Scottish Government: Delivering public services in the digital age
Geoff Huggins, Director of the Scottish Government’s Digital Directorate, discusses the creation of a unified digital infrastructure for public services.
Huggins’s work takes place in the context of the mandate of Scottish First Minister Humza Yousef MSP, who wrote to each of his cabinet members upon his appointment in March 2023, outlining his expectations of the ministers between now and the end of the current mandate.
To his Deputy First Minister, Scottish National Party colleague Shona Robison MSP, he wrote that he expected her to “target both short-term efficiencies and wider, deeper, and longer-term reform, including through rolling out modern digital services that are easy to access, reliable, and effective” which would “remove the need for manual processing, reduce failure demand, and meet people’s expectations of how they want to interact with government, securely and in a manner which protects their privacy”.
“You could probably write this for any government in terms of digital public services; all of us in government are pretty much in the same business,” Huggins says. “We are all generally using the same technologies, working across the same fields, and we are not doing particularly different things.”
Having taken up his post in 2021, Huggins was asked to review the Scottish Government’s digital infrastructure and found a fragmented system lacking in system-level overview, meaning that new digital services could be created by a variety of organisations with little to no oversight.
Having gained access to better information about what projects were in development as well as those at a planning stage, Huggins found 250 live projects and 250 projects in the pipeline. “There was a lot of commonalities, but nobody could see what was going on or planned elsewhere. As we went into the list, it began to throw up large amounts of money. We identified around £1.8 billion in lifetime costs, which are quite difficult to work with, and when we dug harder, we found that there was no business case or senior responsible officer for many of these items, so the basics of doing government were not always being followed.”

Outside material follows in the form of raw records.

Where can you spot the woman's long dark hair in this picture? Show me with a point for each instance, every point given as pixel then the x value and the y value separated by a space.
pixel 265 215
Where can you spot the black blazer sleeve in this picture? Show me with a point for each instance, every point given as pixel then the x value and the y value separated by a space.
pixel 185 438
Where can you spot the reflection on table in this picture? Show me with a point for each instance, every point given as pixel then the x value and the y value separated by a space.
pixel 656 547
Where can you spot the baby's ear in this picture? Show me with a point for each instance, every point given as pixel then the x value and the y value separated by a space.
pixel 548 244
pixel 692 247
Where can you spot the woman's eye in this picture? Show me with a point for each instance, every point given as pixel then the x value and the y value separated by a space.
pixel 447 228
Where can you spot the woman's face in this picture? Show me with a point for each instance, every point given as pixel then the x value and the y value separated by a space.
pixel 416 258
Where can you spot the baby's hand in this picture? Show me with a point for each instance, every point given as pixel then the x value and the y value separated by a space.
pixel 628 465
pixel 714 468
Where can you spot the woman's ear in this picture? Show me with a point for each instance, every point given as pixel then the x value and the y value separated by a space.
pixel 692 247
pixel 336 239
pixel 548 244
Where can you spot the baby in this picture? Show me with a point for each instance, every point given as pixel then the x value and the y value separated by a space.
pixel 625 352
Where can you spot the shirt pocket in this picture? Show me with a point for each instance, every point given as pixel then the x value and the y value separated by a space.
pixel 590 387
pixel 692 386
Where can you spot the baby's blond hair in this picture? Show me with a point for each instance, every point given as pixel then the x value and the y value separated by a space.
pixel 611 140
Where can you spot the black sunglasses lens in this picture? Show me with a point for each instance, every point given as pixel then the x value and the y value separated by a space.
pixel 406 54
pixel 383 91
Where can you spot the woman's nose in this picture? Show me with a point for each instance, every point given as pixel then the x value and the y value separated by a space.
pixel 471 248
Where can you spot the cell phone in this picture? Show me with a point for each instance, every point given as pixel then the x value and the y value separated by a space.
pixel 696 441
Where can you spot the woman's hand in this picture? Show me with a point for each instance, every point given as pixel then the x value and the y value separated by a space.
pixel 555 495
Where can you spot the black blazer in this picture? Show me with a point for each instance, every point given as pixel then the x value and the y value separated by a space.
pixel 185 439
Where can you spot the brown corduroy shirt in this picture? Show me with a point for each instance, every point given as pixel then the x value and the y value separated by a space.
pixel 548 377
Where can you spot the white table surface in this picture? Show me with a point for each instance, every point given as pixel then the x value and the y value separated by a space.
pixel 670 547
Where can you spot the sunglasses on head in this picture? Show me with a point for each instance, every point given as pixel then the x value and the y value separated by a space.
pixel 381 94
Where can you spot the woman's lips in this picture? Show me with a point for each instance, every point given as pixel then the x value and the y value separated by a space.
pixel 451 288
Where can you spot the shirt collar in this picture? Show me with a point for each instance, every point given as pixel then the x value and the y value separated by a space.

“We tend to reorganise bits of government regularly, and if you hardwire your technology to individual organisational structures, that means that with every organisational restructure, you have got to reorganise your technology.”
The Scottish Government’s directorate model “works quite well in a number of ways but where it does not do well is those areas where you need an essential guiding hand such as digital infrastructure”, Huggins says. “We have been working over the last 12 months now on how we do digital at portfolio level as opposed to project level to begin to create common understanding of how teams work and how we build in the specialist commercial services we have got into that process.”
As part of this work, Huggins and his staff will enact two proposals in 2024, one concerned with pipeline management that will centralise control over which projects go forward, and the other concerned with delivery management, which will bring senior responsible officers together for “the key 20 to 30 projects happening at any one point in time”.
Central management capability has also been an area of recent reform, with an emphasis placed on recruitment. “If we go back two years, our strike rate for hiring at first try was around 40 per cent and we were carrying a bill of around £60 million per year in contractor costs across the organisation,” Huggins explains. “As of 2023, we are currently at 90 per cent first try hire. That is because we have changed how we do recruitment, not because recruiting digital people is hard, but because we were bad at it. We have transformed that and probably saved £3 million in 2023 by replacing contractor costs with full-time staff.”
Across such upheaval, Huggins explains a key principle of working on digital in the public service: “We are working with a number of ecosystems and public bodies. We tend to reorganise bits of government regularly, and if you hardwire your technology to individual organisational structures, that means that with every organisational restructure, you have got to reorganise your technology.”
He points to areas such as education and justice and how his team have begun to build workflows with a service model rather than within organisations in order to reflect the “end-to-end process” that people encounter that “often crosses organisations”.
All of these improvements will be built upon common cloud infrastructure, through which Huggins’s team have identified savings of between 40 and 70 per cent when compared to the cost of individual teams building this element themselves.
“Increasingly what we are going to do is mandate that new work with private sector partners who use this environment. We do not want to be paying a private sector partner to use their own environment and do work which we have already done,” he says.
“We spent quite a lot of time with colleagues from Denmark in the last years and fundamentally what they have is a really firm infrastructure layer on which it becomes easy to iterate lots of services. That is good because having got that in place, that iteration process is the fun bit; you are talking to people, seeing what works and what does not. Getting the infrastructure right enables that iterative process to become the main part of the business.”
In doing this, 2024 will see Huggins supporting new processes that determine whether projects will be going ahead due to priority ordering or will need to be done in a different way than originally envisioned, a process that he approaches with a degree of caution: “The offer has to be better than the alternative. We have stopped thinking about why we think cloud is a good idea and designed a service that people are going to use it think is a good idea.
“The second step is ensuring that we had high-level buy-in at the beginning of the process by sitting down with ministers and telling them that this would be hard and that they would need to be there when people resist. That high-level buy-in to the nature of these changes is the key takeaway.”